Par Pierre-Olivier Girard
Un Orferois aux commandes des plus grosses compétitions de «freeride» au monde
Émile Lavoie est directeur des communications pour la Freeride World Tour depuis mars dernier. Son bureau est basé à Lausanne en Suisse.

HIVER. Ayant grandi à Orford, Émile Lavoie vit aujourd’hui un rêve plus grand que nature alors qu’il a été recruté au sein de la référence mondiale dans l’organisation de compétition de «freeride». Émile Lavoie est littéralement né avec une paire de skis dans les pieds. Pour lui, le Mont-Orford et les montagnes environnantes ont longtemps été – et le sont encore lors de ses retours au bercail – un véritable terrain de jeu. Il n’est donc pas surprenant de le voir aujourd’hui aux commandes des plus grosses compétitions de «freeride» présentées sur la planète. En mars dernier, il a été approché pour se joindre au Freeride World Tour (FWT), basée en Suisse. Il s’est alors vu confier le poste de directeur des communications après avoir fait ses marques en Colombie-Britannique, où tout a commencé en 2014. «Après un stage à la station de ski du mont Sutton, je suis parti travailler à Kicking Horse Mountain Resort en Colombie-Britannique, où il y avait des compétitions amicales de «freeride». J’ai d’abord été embauché comme serveur, mais j’ai vite gravi les échelons jusqu’à prendre en main l’événement. Ce dernier est devenu le plus important au Canada, même en Amérique du Nord», raconte le jeune homme de 27 ans. Ce succès lui a valu bien des éloges, mais surtout un poste au sein de la FWT. Depuis son embauche, ses journées sont tout sauf routinières. En plus de gérer une équipe d’environ huit employés – un nombre qui triple lors des journées de compétitions –, il s’envole d’un pays à l’autre pour préparer les compétitions à venir, dont les plus importantes sont visionnées par des millions de spectateurs. Bref, des responsabilités qui exigent une logistique et une précision sans faille.

Dans son travail, Émile Lavoie (à gauche) côtoient les meilleurs skieurs de la planète. Il est photographié ici avec le Canadien Logan Pehota. (Photo gracieuseté)

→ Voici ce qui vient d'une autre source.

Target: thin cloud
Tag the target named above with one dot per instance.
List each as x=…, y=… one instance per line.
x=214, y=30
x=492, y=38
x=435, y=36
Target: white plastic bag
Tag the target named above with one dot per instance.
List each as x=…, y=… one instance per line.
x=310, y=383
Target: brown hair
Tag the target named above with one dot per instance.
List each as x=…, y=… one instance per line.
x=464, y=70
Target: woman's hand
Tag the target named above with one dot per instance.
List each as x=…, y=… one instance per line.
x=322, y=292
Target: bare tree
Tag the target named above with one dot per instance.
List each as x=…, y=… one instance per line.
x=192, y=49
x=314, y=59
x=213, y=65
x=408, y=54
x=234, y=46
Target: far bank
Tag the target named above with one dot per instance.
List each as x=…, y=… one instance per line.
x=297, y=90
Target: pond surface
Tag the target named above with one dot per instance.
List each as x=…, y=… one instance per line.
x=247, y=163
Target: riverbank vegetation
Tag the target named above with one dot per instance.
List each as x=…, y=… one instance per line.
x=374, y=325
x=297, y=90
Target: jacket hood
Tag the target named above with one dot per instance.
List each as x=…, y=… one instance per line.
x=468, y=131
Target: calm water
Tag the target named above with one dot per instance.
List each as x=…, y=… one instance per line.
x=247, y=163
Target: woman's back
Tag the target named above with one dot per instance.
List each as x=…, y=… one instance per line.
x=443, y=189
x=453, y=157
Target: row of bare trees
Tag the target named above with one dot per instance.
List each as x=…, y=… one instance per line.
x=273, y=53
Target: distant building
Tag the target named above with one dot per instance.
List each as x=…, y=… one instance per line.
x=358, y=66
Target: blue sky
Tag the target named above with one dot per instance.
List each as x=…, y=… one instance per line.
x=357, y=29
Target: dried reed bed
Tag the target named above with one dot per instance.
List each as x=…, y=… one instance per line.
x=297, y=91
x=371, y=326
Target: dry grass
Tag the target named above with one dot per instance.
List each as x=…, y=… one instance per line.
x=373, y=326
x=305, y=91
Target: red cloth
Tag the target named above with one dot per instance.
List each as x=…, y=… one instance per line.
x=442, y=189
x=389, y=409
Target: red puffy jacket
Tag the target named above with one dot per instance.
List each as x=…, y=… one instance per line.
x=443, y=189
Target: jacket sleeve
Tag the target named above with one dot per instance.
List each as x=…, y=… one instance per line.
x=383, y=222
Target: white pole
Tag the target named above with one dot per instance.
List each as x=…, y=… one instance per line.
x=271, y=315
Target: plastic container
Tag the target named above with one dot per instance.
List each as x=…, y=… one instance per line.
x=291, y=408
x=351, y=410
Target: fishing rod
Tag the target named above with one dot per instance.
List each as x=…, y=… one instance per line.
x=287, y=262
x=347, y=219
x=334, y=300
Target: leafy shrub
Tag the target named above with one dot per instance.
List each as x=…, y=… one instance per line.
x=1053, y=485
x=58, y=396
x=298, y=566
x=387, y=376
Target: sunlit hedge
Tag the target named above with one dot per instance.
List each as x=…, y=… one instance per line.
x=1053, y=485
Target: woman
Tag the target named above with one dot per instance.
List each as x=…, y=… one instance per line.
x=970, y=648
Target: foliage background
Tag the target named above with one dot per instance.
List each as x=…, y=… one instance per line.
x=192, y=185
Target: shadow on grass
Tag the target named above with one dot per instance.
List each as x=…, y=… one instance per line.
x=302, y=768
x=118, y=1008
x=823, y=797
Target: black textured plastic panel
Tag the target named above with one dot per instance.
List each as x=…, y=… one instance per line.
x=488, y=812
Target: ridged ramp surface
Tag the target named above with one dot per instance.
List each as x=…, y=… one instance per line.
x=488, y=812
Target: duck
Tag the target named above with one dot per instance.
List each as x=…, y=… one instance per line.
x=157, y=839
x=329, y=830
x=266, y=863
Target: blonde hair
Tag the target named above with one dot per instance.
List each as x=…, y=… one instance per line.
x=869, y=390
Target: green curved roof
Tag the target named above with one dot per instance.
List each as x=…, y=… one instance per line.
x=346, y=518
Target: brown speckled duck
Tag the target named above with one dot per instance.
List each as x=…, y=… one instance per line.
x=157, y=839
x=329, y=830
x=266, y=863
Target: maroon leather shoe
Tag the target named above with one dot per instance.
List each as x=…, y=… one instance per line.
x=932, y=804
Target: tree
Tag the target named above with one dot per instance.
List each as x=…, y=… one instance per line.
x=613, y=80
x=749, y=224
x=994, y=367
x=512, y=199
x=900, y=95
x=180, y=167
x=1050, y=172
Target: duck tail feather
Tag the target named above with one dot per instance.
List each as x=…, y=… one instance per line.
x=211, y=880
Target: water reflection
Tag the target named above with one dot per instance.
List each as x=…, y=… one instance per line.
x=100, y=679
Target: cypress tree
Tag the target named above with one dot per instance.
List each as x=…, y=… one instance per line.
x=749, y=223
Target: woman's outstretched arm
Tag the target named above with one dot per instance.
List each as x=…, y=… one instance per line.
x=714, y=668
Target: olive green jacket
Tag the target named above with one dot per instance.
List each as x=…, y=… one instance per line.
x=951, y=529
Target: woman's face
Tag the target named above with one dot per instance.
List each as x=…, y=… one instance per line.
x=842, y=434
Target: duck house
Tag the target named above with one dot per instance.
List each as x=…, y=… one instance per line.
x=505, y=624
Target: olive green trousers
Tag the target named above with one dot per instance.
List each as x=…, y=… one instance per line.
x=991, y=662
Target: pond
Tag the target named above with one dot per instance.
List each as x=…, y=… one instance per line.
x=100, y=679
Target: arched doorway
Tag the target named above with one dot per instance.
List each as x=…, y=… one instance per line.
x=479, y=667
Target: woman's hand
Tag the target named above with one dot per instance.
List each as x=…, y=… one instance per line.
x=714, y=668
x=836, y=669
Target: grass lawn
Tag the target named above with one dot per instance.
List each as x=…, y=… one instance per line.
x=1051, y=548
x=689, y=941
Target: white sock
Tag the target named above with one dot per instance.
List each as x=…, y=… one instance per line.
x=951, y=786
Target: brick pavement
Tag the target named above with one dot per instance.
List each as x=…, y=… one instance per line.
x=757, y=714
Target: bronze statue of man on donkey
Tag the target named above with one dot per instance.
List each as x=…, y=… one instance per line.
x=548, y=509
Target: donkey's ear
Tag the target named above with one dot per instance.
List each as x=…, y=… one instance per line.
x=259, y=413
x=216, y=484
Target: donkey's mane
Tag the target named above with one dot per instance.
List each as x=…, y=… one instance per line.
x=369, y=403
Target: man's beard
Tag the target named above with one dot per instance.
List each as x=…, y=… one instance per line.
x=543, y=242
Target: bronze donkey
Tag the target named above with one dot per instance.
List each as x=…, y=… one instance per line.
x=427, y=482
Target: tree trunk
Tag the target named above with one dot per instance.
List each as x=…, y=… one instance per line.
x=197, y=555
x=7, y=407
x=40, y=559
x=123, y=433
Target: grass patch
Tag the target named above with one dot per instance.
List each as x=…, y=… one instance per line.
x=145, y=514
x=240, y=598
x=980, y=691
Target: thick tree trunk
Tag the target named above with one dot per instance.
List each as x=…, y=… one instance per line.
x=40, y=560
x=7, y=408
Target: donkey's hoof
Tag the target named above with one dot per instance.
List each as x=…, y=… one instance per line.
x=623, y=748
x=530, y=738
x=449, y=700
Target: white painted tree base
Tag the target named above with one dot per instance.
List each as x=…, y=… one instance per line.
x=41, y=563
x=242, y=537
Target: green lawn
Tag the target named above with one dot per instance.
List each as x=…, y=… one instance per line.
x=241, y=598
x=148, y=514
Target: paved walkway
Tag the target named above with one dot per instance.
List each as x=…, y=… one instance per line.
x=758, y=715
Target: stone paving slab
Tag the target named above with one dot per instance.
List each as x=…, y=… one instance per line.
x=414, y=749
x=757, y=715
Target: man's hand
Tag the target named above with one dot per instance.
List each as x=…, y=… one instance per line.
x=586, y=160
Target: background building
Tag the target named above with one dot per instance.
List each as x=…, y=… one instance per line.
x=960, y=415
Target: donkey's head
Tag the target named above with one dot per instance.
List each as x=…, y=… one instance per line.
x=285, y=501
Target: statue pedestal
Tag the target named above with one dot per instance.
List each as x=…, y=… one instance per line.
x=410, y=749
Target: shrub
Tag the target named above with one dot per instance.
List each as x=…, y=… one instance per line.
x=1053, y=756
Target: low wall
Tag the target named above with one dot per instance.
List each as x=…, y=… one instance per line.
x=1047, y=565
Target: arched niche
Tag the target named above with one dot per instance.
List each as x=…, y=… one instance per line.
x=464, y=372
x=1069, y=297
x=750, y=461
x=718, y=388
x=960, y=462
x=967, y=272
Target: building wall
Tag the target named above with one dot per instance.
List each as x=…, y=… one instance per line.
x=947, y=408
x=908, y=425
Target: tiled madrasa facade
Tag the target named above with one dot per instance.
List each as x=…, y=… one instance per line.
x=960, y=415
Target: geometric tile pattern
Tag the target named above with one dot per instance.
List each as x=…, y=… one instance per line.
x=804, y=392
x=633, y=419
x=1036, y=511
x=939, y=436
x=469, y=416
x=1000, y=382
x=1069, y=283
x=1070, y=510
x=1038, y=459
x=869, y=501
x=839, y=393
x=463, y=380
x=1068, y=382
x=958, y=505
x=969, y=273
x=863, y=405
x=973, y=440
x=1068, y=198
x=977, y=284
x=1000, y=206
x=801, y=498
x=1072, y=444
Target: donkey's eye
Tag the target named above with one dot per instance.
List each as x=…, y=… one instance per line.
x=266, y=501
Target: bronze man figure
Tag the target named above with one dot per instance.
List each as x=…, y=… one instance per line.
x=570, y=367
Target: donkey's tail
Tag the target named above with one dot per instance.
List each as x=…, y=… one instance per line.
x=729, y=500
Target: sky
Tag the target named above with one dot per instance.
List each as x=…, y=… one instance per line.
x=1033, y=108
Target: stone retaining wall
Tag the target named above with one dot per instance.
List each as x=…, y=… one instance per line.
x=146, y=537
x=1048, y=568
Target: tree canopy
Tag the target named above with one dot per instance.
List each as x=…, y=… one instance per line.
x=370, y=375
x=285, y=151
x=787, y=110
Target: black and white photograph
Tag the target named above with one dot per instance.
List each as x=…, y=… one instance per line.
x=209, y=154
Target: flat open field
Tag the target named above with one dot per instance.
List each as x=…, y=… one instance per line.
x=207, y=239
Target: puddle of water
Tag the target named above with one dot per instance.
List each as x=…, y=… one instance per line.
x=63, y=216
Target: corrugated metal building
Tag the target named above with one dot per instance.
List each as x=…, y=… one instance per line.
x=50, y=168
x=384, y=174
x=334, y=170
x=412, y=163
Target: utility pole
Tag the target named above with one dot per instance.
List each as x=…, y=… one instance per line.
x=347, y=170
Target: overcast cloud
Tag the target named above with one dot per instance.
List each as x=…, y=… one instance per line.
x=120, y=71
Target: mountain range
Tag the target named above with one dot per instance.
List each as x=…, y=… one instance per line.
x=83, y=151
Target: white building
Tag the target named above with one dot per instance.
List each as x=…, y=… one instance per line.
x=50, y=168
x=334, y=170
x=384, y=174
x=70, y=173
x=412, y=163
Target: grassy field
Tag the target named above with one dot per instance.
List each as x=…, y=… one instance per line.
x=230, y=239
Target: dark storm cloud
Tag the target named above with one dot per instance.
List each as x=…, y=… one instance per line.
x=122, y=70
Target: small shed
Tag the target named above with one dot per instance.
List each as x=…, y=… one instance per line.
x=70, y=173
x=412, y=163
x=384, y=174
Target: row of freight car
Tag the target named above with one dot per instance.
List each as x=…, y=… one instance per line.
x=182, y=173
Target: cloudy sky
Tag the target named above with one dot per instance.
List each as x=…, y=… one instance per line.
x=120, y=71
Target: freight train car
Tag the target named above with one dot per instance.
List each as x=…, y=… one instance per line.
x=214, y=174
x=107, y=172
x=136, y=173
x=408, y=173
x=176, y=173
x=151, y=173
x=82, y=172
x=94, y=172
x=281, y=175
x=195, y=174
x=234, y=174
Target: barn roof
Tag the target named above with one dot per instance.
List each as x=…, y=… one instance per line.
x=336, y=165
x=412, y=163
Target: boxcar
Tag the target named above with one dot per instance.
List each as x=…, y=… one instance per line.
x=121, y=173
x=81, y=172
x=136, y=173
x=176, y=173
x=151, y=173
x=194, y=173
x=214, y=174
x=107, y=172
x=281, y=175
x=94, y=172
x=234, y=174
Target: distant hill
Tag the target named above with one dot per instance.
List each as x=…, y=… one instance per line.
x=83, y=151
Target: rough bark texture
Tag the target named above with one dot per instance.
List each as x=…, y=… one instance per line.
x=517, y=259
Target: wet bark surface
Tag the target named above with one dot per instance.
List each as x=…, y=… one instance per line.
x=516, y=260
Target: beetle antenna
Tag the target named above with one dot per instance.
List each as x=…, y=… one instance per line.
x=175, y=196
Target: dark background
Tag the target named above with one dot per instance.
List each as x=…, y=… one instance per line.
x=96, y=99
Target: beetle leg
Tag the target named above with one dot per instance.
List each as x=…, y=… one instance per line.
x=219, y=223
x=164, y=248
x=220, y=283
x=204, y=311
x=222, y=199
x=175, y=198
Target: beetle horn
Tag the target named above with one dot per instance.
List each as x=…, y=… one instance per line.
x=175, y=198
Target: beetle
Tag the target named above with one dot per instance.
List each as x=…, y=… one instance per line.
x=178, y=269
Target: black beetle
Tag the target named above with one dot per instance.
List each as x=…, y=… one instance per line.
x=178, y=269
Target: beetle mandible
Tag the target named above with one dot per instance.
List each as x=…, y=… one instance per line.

Côtoyer des idoles de jeunesse Un travail «très exigeant», mais qui sort tout droit d’un rêve. «Parfois, je me dis que c’est trop beau pour être vrai, confie-t-il. Je travaille avec les meilleurs skieurs de la planète, des idoles que je regardais dans des films quand j’étais plus petit. C’est comme si je côtoyais les meilleurs joueurs de hockey au monde. Ça fait rêver, mais en même temps, le challenge est immense et tout roule à vitesse grand V. Quand je reviens au Canada, tout semble au ralenti, et pourtant Puisque sa famille et ses meilleurs amis sont encore dans la région, Émile Lavoie essaie de revenir à la maison une à deux fois par année. Il s’est permis d’ailleurs deux visites rapprochées au cours des derniers mois et il compte bien revenir au début 2019, tout juste après un arrêt au Japon. «Quand j’ai quitté le Québec pour la Colombie-Britannique, j’ai dû recommencer ma vie à zéro. Ç’a été la même chose depuis que j’ai choisi de m’installer en Suisse. Et ce n’est pas toujours facile. Des hauts et des bas, j’en ai vécus. Une chance que le «freeride», c’est comme une grosse famille. Je suis le seul nord-américain dans l’équipe, mais je me sens un peu comme chez nous. Reste qu’il n’y a rien qui peut remplacer du temps passé à Orford avec ma gang», ajoute-t-il. Un rêve bien québécois Alors qu’il est au cœur du développement international de son sport, Émile Lavoie rêve d’organiser une première compétition du FWT au Québec. Il a déjà fait des démarches auprès des gestionnaires des montagnes Chic-Chocs en Gaspésie, un endroit qui se prêterait «parfaitement» au jeu. «Ce serait une excellente façon de mettre en lumière nos talents d’ici, d’autant plus que le «freeride» gagne en popularité au Québec. On le voit au Mont-Orford où il y a de plus en plus d’adeptes des peaux de phoque. Pour l’instant, c’est davantage un rêve car le temps me manque pour m’y consacrer sérieusement», conclut-il.